Después se levantó y marchó con una mochila con su ropa y la navaja, que arrojó en un contenedor de basura de Alcalá de Henares.

En ningún momento Patrick ha revelado que tuviera intención de sacar los cuerpos de la casa, pero los investigadores creen que sí era su objetivo, toda vez que se llevó la llave de la vivienda, pero algo le impidió volver.

Y se llevó también el teléfono móvil de su tío Marcos, desde el que envió un mensaje al propietario del chalé de Pioz, alquilado por la familia, para decirle que se iba a retrasar en el pago de la mensualidad, con lo que evitaba que el dueño fuera a la casa en los días próximos.

Nadie oyó nada, aunque algún vecino dice que una vez escuchó un grito procedente del chalé, pero no ha podido precisar cuándo.
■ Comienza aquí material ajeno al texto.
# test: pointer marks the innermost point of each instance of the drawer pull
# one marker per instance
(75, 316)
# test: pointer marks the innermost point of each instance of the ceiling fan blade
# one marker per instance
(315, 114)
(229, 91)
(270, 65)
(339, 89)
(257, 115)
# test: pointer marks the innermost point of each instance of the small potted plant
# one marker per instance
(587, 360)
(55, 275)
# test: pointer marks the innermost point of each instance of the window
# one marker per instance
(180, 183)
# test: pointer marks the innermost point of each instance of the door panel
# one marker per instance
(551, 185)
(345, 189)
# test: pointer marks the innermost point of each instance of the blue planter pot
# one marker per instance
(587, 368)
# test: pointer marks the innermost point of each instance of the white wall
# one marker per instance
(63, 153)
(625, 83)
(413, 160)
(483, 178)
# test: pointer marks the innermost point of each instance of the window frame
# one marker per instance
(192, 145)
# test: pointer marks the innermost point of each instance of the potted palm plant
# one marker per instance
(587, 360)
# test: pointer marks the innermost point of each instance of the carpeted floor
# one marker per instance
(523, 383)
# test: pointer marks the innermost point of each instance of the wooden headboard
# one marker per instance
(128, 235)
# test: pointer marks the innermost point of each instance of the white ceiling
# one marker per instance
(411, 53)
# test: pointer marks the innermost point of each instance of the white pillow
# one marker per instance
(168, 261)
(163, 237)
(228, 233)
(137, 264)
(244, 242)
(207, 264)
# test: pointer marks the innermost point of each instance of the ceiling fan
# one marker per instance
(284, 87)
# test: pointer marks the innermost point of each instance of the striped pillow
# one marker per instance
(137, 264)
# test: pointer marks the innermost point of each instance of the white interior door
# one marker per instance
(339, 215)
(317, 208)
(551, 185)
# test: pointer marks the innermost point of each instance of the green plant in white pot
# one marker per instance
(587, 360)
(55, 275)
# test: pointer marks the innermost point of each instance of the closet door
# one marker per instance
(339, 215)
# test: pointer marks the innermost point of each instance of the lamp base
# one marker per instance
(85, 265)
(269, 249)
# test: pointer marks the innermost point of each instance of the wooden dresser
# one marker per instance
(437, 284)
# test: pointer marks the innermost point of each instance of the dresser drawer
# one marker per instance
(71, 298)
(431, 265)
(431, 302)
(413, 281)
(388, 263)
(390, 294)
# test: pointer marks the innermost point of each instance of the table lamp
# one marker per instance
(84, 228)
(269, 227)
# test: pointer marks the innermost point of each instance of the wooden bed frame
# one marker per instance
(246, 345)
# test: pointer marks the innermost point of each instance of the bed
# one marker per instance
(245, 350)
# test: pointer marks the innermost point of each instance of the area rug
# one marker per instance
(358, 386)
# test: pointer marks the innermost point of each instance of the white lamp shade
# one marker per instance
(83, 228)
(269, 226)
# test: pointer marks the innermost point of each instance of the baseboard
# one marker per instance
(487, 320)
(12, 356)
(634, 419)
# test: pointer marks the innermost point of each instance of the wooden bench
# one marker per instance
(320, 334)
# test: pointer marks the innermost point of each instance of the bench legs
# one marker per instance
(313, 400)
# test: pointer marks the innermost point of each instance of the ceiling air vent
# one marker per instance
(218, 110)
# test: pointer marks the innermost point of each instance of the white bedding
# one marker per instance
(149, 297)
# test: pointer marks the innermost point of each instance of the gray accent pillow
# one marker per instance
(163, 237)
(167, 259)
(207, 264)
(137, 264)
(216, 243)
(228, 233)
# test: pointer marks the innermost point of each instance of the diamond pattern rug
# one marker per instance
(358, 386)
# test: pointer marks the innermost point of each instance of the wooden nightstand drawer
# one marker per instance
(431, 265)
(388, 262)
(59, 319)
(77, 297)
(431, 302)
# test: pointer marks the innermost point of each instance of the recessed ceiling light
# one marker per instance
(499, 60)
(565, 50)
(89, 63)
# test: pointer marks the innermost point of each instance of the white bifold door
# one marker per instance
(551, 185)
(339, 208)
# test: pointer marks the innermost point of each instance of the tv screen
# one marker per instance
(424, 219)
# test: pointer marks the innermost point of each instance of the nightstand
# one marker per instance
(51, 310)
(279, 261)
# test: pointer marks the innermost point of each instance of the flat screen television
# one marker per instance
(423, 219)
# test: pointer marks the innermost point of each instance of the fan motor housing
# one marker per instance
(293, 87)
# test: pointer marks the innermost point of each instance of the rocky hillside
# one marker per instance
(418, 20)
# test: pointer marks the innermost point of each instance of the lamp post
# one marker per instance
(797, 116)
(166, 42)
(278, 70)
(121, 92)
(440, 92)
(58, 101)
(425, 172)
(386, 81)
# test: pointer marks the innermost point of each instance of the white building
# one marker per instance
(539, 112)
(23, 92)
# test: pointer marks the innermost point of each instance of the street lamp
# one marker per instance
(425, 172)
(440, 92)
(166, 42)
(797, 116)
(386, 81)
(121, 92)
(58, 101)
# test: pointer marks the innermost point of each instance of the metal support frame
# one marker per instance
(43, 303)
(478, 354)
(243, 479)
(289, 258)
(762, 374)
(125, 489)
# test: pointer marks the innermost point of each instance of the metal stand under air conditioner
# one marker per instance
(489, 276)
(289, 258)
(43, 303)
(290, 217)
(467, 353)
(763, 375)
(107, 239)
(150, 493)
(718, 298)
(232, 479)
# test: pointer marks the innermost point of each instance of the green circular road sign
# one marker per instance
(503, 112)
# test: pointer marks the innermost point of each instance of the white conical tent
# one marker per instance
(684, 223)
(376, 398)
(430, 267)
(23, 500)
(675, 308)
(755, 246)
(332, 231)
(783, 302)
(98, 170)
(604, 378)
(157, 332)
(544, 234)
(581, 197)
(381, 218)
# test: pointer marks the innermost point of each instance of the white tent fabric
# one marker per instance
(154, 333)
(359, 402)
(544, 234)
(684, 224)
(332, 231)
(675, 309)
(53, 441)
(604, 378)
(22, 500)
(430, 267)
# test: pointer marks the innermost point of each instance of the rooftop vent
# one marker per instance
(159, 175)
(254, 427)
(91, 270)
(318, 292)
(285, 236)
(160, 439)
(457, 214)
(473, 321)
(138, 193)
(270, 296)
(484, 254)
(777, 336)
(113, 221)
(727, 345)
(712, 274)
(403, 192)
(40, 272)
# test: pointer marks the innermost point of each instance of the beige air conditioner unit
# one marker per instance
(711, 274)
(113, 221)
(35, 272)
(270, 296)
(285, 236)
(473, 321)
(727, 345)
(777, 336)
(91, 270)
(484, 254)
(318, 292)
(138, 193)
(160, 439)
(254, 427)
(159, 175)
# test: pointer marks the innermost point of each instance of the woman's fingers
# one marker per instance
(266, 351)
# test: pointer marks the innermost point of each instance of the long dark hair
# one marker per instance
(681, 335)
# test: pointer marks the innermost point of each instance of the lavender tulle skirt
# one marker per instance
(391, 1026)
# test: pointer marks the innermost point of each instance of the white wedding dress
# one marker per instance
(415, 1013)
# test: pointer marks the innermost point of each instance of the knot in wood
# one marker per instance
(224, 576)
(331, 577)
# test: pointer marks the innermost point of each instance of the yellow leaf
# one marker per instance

Si fue esa noche, el grito podría proceder del tío de Patrick si tuvo tiempo de ver los cuerpos de su mujer y de sus hijos.

¿Cuál fue el móvil? Ni el supuesto autor lo tiene claro. Dice que no está loco, según han precisado los investigadores, pero ha reconocido que tenía unas ganas irrefrenables de matar y no lo pudo evitar.
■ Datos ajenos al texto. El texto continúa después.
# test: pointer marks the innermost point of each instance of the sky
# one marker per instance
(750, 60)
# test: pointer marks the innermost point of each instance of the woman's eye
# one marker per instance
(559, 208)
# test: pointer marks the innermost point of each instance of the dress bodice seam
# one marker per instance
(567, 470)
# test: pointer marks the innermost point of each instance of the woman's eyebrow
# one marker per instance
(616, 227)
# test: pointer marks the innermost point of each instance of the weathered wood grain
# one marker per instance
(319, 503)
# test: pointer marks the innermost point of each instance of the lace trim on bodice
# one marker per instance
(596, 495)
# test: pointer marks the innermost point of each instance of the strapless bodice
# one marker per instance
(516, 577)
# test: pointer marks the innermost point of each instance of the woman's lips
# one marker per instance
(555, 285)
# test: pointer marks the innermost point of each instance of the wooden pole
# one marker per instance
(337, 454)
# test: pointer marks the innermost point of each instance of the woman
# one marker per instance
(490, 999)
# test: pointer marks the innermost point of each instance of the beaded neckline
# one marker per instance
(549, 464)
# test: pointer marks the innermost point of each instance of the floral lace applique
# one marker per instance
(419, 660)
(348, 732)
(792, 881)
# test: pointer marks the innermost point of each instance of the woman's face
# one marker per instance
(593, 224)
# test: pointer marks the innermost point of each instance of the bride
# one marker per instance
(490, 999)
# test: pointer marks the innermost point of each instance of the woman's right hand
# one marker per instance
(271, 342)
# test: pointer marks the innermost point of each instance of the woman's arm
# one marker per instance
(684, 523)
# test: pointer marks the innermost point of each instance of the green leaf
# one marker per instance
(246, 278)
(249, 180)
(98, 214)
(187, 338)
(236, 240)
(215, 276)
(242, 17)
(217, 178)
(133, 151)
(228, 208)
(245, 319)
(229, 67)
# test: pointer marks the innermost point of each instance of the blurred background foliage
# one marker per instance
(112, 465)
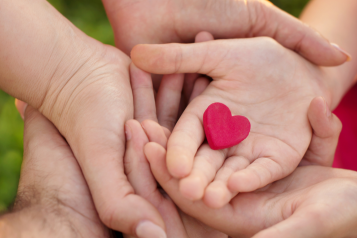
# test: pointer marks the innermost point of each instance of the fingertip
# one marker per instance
(192, 188)
(21, 107)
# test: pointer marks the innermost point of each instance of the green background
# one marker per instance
(89, 16)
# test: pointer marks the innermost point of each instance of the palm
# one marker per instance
(47, 153)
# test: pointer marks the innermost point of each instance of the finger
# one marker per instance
(203, 36)
(257, 175)
(206, 164)
(168, 100)
(200, 86)
(297, 226)
(155, 132)
(183, 144)
(143, 94)
(293, 34)
(326, 130)
(21, 107)
(190, 79)
(217, 193)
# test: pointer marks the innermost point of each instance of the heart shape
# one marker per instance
(222, 129)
Al parecer, sentía cierta animadversión por su tío, al que llegó a insultar alguna vez delante de gente, han subrayado los investigadores, que no creen que una posible relación sentimental y puntual con Janaina haya sido el detonante principal.
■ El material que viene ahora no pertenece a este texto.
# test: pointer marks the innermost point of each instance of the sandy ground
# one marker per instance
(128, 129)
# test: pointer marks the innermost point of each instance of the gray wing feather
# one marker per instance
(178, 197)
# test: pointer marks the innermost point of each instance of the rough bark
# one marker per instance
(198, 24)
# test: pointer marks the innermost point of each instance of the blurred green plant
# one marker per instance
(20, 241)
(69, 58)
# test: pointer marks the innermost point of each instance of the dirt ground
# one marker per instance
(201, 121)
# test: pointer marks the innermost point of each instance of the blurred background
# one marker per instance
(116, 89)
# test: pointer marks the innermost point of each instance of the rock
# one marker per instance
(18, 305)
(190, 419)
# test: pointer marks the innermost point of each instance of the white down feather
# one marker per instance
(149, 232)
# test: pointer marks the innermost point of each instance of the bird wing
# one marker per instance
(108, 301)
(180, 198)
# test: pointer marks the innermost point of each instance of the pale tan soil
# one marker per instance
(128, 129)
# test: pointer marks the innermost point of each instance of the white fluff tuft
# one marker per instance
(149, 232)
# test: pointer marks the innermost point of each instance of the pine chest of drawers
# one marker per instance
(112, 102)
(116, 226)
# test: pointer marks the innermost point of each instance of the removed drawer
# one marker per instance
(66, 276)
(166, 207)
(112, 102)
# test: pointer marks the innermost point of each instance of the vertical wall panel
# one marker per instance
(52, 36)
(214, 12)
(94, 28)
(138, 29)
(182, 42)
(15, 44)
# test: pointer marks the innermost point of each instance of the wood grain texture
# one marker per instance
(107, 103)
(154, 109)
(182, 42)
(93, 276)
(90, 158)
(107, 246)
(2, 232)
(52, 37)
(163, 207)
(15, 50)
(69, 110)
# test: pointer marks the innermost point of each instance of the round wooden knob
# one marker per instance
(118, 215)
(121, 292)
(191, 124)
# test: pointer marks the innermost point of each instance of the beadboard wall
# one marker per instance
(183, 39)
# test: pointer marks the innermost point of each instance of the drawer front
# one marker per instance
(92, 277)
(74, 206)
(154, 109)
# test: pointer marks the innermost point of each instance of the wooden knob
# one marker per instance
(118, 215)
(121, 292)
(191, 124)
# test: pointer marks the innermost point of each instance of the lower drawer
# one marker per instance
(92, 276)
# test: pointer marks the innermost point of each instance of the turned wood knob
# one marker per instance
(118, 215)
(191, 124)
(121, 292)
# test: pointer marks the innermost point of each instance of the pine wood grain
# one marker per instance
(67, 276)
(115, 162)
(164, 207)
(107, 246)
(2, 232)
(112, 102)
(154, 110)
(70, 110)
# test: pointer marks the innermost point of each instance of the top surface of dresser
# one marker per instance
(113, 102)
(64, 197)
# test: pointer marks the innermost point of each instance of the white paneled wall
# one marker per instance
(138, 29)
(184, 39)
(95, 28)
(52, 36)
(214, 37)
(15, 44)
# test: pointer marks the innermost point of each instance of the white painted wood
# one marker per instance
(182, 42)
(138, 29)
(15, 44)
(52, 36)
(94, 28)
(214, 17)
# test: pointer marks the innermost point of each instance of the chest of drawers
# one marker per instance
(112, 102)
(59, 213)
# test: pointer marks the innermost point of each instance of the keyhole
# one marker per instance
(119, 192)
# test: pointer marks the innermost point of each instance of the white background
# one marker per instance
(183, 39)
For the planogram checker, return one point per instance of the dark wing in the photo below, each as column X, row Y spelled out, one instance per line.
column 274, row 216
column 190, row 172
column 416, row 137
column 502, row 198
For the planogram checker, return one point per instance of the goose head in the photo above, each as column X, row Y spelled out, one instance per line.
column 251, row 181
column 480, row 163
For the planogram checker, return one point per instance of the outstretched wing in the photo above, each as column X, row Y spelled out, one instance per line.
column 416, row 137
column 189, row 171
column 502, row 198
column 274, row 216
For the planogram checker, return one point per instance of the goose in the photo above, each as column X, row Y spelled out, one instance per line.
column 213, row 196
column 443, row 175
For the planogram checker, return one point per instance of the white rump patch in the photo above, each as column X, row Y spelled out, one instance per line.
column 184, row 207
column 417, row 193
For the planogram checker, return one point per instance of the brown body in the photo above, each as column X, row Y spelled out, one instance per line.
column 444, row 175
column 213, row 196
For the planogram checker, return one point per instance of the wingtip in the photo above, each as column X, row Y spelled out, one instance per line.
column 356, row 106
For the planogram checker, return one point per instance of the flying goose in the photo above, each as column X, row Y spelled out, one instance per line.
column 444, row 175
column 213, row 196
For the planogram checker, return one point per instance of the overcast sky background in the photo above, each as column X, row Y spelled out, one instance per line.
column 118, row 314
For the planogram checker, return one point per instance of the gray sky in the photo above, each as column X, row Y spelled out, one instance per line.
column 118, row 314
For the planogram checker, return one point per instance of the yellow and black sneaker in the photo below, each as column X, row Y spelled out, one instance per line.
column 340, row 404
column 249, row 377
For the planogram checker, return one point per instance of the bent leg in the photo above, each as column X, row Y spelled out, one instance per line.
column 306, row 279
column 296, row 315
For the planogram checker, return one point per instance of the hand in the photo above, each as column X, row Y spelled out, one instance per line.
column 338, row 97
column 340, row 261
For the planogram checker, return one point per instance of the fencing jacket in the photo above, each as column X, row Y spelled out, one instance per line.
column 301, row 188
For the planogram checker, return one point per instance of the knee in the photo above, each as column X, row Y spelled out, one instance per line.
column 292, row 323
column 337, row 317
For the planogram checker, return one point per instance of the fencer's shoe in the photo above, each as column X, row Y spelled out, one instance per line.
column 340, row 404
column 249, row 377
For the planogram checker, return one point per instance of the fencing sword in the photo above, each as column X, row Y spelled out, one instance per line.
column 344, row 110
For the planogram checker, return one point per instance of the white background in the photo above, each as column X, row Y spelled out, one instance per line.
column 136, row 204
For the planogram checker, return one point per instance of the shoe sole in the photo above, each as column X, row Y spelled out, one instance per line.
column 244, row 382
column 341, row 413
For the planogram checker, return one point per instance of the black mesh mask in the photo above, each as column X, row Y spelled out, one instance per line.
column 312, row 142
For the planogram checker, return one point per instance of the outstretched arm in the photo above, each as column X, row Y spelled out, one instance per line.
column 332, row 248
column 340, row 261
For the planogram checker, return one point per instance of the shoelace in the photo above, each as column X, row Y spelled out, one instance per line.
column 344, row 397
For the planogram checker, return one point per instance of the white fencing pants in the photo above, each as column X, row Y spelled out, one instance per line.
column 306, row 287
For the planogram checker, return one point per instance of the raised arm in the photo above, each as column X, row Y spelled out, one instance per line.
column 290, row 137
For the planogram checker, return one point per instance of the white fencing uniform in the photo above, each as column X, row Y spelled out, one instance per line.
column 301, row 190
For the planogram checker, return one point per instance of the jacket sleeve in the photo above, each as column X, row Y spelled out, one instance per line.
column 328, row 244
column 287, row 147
Con ayuda de los agentes de la unidad de Análisis de la Conducta, la Guardia Civil describe a Patrick como una persona algo narcisista, solitario, con muy pocas relaciones con la sociedad.

Patrick «puntúa alto» en psicoticismo, pero, de momento, no se le podría tachar de psicópata. «Para mí, sí sabía claramente lo que estaba haciendo y lo que iba a hacer», ha recalcado el comandante Reina.

El supuesto autor, que bebía y fumaba mucho, se ha mostrado en su declaración ante la Guardia Civil «tranquilo, sereno, colaborador y confiado.

¿Por qué, entonces, no ha contado todo? Los investigadores tienen su teoría. No lo ha hecho porque no quiere mostrar a una parte de sus familiares, con los que tiene una especial vinculación, la monstruosidad de lo que ha hecho. Ha querido en todo momento no crearles más problemas y ha afrontado solo el caso.

La Guardia Civil ha desvinculado a las víctimas y al resto de los familiares con cualquier actividad delictiva.

Quedan algunas incógnitas que solo Patrick puede desvelar, pero para los investigadores lo importante es que ha reconocido los hechos. Y llegó a España sabiendo las cargas de prueba contra él.